Battle-ready, we aimed for three of my shortlisted venues today, and there was a definite fleeting thought at their prices that if this is a business they can sustain, something is seriously wrong with the world. Who has that kind of
money
? (Besides Alice and her family.) And why aren’t they spending more of it on C-list celebrity autobiographies and cookery books that are tenuous tie-ins from successful but un-cooking-related television series? (See Polka Dot’s
The Duchess’s Diet
, with some poor model done up like a
Downton Abbey
extra.)
First stop today was Fairley House, a Georgian townhouse just off Hampstead Heath, its chequered path shaded by two elegant plum trees. The house looked beautiful from the outside, but was actually quite dark and poky inside. I had a horrible feeling in the pit of my stomach – how to tell them it wasn’t right, without offending them or convincing them that I simply couldn’t afford it. After five minutes and a swift tour of the space, Alice looked disappointed.

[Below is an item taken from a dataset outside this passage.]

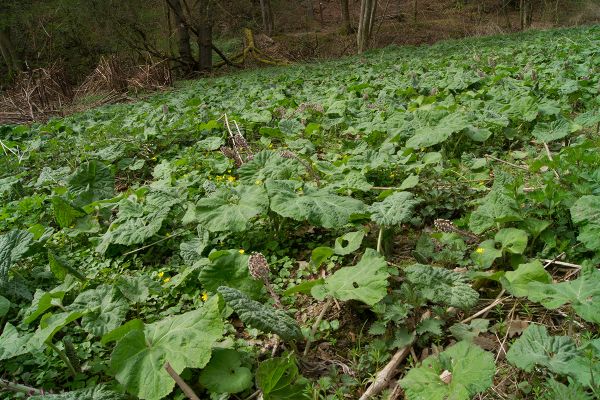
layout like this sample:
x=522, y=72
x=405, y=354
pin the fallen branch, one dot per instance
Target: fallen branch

Alice: Thank you so much, but this really isn’t what she’s looking for.
Me: [shocked]
Alice.
Alice: It’s too small for us, the lighting’s wrong and the flow-through from dining room to ballroom isn’t ideal.
And that was it. ‘Alice!’ I said out of the side of my mouth, trying to smile coolly at the staff as we walked out. ‘You can’t just
tell
them that.’ She turned and took my elbows. ‘Kiki, this is their business. It’s not their first born. You need to
focus
.’ It’s then that I realised that Alice was right, and I was lucky to have her. Sorry, Thom.
She was equally relentless with the other two places. One had mould in one corner of the main hall (Me: ‘It’s … vintagey?’ Alice: [hissing] ‘It’s a bloody
airborne toxic event
’) and the other was decorated like a gentlemen’s club, circa 1905 (Alice: ‘Still, better than a gentlemen’s club circa 2005’). We were still without a venue at the end of our day, but Alice had some great leads for me; places in less salubrious areas of London, but central enough that I would still pay a reassuringly eye-watering fee.
October 7th
Rose rang me today, of Nick and Rose (the Noses as we think of them), due to marry in May. I do like them so much, even if they do have more money these days than seems sensible for anyone who is not a national public service. But they are actually very sweet, and I’ve known Nick for years, back when he was one of my university housemates with big City plans. Rose turned him from potentially a fairly revolting Banker Playboy into a middlingly revolting City Worker (slightly lower down the revulsion ladder) and although they still do things like buy new plasma flat-screens for every room because Sony have released a new generation model, they are funny and very thoughtful for Rich Folk. After small talk, Rose seemed to want to say something else to me.
Rose: Kiki?
Me: Yes, Rose? [thinking, Please don’t ask about that time Nick and I kissed when we were nineteen. For everyone’s sake]
Rose: [deep breath] I’d like you to be my bridesmaid. Well, one of my bridesmaids. What do you say?